そんなやりとりが続いていると、船はいつの間にか港に停泊していた。船員に呼びかけられて、私達は急いで下りた。
「ここがフィグリルの街か……え!?」
港から、街への入り口に入ろうとして私はある事に気付いた!
「どうかしたんですか?」
フィーネが首を傾げて、私に尋ねた。それもそうだ、気付く筈が無い。
「(これはどう見ても、結界よねー)」
そうだった。これは結界だ。街の入り口のアーチから下……いや、地面から結界が張られている。違う!街全体が結界に覆われているのだ!街の直径は軽く4kmはあるだろう。その全てが結界に包まれているのだ!途方も無い力だ!
「フィーネ、この街は魔物に襲われたりしないだろう?」
私は驚きを隠せず、私の目が正しいかどうか確認する為にそう訊いた。
「はい、フィグリルの街は世界一安全だって聞きますから……それがどうしたんですか?」
やはりそうだった。この結界は、魔を通さないようにする為の強力な結界。こんな結界を張れるのは……
「この街には、強大な力を持った天使がいる。噂の神官がそうかもしれない」
私は、天使がいるという推測……いや確信をフィーネに語った。救いをもたらす神官が天使?それにしては、こんなに強力な力を持って堕天したという天使を、私は聞いた事がない。それよりも、今現在……人間界にいる天使は私だけなのに……頭ではそう思っても、この結界を見ると天使の仕業としか思えなかった。

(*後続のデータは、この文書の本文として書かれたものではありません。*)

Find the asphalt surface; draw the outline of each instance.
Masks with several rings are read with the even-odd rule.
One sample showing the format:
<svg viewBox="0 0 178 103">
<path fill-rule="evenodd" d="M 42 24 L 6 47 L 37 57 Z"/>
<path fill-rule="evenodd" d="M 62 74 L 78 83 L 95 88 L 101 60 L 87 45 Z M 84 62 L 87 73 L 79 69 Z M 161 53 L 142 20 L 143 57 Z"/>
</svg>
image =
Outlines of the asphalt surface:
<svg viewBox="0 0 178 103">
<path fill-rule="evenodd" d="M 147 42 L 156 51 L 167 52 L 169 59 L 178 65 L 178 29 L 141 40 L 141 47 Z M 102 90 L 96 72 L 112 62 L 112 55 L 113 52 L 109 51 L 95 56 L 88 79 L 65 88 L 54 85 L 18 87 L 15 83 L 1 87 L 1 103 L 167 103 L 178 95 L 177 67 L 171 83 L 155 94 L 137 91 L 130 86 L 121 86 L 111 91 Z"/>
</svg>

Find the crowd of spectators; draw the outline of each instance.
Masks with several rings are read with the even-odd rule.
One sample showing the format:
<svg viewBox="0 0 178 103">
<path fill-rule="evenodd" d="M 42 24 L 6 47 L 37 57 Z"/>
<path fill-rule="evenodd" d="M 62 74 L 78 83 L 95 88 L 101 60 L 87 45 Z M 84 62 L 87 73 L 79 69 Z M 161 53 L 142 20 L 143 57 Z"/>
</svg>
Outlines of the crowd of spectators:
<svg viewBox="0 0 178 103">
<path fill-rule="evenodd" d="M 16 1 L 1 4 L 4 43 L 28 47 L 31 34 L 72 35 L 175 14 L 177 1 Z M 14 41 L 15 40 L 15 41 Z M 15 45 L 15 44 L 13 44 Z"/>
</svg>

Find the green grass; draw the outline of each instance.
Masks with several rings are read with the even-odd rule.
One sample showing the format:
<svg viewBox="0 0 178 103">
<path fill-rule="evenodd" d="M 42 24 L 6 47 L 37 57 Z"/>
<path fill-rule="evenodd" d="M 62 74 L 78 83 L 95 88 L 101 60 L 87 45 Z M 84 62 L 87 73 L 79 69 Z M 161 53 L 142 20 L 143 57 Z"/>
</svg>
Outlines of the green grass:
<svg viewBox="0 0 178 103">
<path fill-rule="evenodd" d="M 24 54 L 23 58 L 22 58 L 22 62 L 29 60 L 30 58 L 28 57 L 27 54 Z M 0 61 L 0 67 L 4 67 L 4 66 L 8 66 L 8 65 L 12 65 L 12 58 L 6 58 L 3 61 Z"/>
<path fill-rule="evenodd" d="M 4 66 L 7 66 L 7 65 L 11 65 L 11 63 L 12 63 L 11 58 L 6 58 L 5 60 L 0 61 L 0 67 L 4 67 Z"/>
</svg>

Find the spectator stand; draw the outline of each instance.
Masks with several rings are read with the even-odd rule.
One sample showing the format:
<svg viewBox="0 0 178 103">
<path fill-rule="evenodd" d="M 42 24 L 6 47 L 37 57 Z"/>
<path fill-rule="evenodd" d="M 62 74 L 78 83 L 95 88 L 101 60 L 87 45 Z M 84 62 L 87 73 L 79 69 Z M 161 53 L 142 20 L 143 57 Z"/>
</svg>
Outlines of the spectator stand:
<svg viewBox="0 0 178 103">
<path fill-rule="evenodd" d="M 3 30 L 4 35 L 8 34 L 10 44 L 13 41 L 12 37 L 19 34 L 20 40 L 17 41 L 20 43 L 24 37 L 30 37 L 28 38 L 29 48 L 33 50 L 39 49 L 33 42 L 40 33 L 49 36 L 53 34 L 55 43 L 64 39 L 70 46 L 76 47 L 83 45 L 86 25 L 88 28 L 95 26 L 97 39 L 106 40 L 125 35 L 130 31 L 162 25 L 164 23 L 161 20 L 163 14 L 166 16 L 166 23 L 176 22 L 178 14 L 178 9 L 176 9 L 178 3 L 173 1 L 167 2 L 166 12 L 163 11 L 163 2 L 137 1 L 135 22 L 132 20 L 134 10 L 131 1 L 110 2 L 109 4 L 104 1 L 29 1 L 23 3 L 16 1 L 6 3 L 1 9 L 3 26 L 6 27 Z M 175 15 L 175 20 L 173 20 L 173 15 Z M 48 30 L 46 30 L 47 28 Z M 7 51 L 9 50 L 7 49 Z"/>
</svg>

「それなら、早く会いに行きましょう!きっと、私達の事を助けてくれますよ!」
フィーネは結界を越えて走っていった。全く……その癖は直らないんだな。私は溜息をついてフィーネを追いかける。
辺りはすっかり暗くなって、街には街灯が灯っていた。走る地面は整然と舗装されており、天界のそれを彷彿とさせた。また、街灯に照らされる白亜の家々は、まるで大理石のように美しかった。走っていく中で、家の窓から見える家庭の風景が温かかったのが印象的だった。